Layout is performance: the cache-friendliness payoff

Alignment is not just correctness pedantry; it is the lever that controls how your program meets the memory hierarchy. Main memory is ~100x slower than L1 cache, and the CPU never fetches one byte - it fetches a whole cache line (typically 64 bytes). So the real question for hot loops is: of the 64 bytes you just paid to drag in, how many did you actually use?

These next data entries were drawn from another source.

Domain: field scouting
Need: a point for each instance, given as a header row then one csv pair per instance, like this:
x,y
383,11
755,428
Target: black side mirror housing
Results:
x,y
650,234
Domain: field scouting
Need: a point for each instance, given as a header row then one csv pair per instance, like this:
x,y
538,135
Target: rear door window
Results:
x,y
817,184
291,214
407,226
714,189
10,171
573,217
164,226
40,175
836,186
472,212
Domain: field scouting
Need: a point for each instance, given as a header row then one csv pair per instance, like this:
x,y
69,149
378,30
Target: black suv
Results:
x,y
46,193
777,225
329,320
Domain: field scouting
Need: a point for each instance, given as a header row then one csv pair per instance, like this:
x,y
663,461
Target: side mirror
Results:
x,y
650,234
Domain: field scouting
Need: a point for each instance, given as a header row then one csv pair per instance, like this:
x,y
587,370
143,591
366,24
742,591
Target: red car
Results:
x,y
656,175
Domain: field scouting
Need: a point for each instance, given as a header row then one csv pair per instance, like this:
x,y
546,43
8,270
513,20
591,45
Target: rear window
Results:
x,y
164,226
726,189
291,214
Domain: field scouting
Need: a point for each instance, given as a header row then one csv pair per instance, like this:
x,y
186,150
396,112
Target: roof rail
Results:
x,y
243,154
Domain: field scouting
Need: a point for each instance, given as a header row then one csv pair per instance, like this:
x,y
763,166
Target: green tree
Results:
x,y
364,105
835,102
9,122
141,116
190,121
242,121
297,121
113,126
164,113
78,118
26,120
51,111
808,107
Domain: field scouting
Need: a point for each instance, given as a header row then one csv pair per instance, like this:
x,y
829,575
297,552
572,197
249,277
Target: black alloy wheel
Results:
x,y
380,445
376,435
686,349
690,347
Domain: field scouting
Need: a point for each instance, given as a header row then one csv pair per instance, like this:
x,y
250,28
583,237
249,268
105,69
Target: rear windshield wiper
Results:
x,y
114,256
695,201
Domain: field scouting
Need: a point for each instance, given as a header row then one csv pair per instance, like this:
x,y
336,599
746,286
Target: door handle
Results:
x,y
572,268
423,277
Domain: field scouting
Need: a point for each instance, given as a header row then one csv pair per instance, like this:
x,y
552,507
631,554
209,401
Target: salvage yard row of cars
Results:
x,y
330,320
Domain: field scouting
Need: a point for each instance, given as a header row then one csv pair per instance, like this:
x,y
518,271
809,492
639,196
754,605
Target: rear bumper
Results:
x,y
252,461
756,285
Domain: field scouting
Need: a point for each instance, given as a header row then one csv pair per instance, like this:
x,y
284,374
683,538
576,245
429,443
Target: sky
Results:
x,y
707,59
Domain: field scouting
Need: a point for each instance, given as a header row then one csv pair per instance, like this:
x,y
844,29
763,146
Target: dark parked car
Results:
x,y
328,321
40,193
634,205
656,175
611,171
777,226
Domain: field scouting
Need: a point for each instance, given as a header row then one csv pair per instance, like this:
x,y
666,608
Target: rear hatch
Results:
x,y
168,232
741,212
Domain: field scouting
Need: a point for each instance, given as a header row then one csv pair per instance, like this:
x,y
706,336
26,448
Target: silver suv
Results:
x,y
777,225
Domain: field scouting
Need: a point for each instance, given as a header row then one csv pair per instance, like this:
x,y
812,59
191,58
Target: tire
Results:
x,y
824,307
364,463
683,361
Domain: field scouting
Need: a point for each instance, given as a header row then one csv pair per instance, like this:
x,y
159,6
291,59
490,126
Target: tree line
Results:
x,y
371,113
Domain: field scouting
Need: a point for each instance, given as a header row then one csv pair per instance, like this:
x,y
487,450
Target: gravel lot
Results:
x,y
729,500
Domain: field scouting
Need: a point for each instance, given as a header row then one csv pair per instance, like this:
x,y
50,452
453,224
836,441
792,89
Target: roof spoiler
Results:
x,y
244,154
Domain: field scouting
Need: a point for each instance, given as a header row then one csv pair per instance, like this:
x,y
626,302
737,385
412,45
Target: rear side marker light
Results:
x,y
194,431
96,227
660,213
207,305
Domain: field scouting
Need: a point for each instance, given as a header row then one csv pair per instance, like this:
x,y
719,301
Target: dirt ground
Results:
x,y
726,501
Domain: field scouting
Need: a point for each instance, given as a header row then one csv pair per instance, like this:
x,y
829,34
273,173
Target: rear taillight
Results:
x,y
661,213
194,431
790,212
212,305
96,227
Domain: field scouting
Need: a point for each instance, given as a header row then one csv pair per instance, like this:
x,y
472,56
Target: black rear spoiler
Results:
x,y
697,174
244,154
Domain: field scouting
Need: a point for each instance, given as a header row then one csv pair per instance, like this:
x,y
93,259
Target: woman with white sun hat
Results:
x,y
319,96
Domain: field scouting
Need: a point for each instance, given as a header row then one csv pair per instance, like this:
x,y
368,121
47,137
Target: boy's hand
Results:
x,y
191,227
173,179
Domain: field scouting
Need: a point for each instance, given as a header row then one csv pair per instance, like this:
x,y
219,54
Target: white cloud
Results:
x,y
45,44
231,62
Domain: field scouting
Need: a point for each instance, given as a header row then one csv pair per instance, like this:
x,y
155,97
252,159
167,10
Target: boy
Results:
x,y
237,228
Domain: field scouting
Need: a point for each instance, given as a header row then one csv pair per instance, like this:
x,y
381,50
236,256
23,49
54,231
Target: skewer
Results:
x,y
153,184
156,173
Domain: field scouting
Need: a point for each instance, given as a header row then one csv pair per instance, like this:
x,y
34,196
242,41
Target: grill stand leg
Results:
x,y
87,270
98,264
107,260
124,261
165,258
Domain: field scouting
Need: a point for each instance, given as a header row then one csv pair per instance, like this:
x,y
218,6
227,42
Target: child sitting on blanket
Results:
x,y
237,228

This is where data-oriented design comes in, and Odin makes it a first-class feature. Suppose you have ten thousand entities and a loop that only touches their positions. The naive Array of Structures (AoS) layout interleaves every field:

// Array of Structures: each Entity's fields are adjacent in memory.
Entity :: struct {
	pos:    [3]f32,   // the loop reads this...
	vel:    [3]f32,
	health: f32,
	name:   [32]u8,   // ...but this rides along in the cache line, wasted
}
entities: [10_000]Entity

update :: proc() {
	for &e in entities {
		e.pos += e.vel  // every iteration pulls in name[], health, etc.
	}
}

Each pos you read drags 50-plus unrelated bytes into cache. The fix is Structure of Arrays (SoA): store all the pos values contiguously, all the vel values contiguously, and so on, so a position-only loop streams through tightly packed data with no waste. Odin's #soa directive does this transparently - you write struct-like code, the compiler stores it column-wise:

// Structure of Arrays via #soa: a position-only loop touches only positions.
Entity :: struct {
	pos:    [3]f32,
	vel:    [3]f32,
	health: f32,
	name:   [32]u8,
}

entities: #soa[10_000]Entity   // laid out column-by-column under the hood

update :: proc() {
	for &e in entities {
		e.pos += e.vel    // pos[] and vel[] are now each contiguous streams
	}
}

The access syntax is unchanged - e.pos still works - but the bytes are reorganized so the CPU prefetcher can run flat out. For large arrays of "wide" structs where loops touch only a few fields, this can be the difference between memory-bound and compute-bound code, often several times faster, with the same algorithm.

You can reach the same destination by hand in any of these languages - declare parallel arrays instead of an array of structs - but Odin's #soa is notable for letting you flip between AoS and SoA with one keyword while keeping struct-style access. C++ programmers reach for the same idea with parallel std::vectors or libraries; Zig and Hare do it with explicit parallel slices. The principle is universal: lay your data out to match how the loop reads it, not how the human reads it.

A second, cheaper win is the one from the padding section: shrink the struct itself. Reordering fields from 24 bytes to 16 means 50% more of them fit per cache line, which directly raises the hit rate of any traversal - no algorithm change, just honesty about alignment.

Choosing where bytes live: a practical summary

Memory management is not a chore bolted onto these languages - in C, HolyC, Zig, Hare, Odin, and Forth it is the language. Understanding the stack, the heap, and the byte-level shape of your data is the whole game.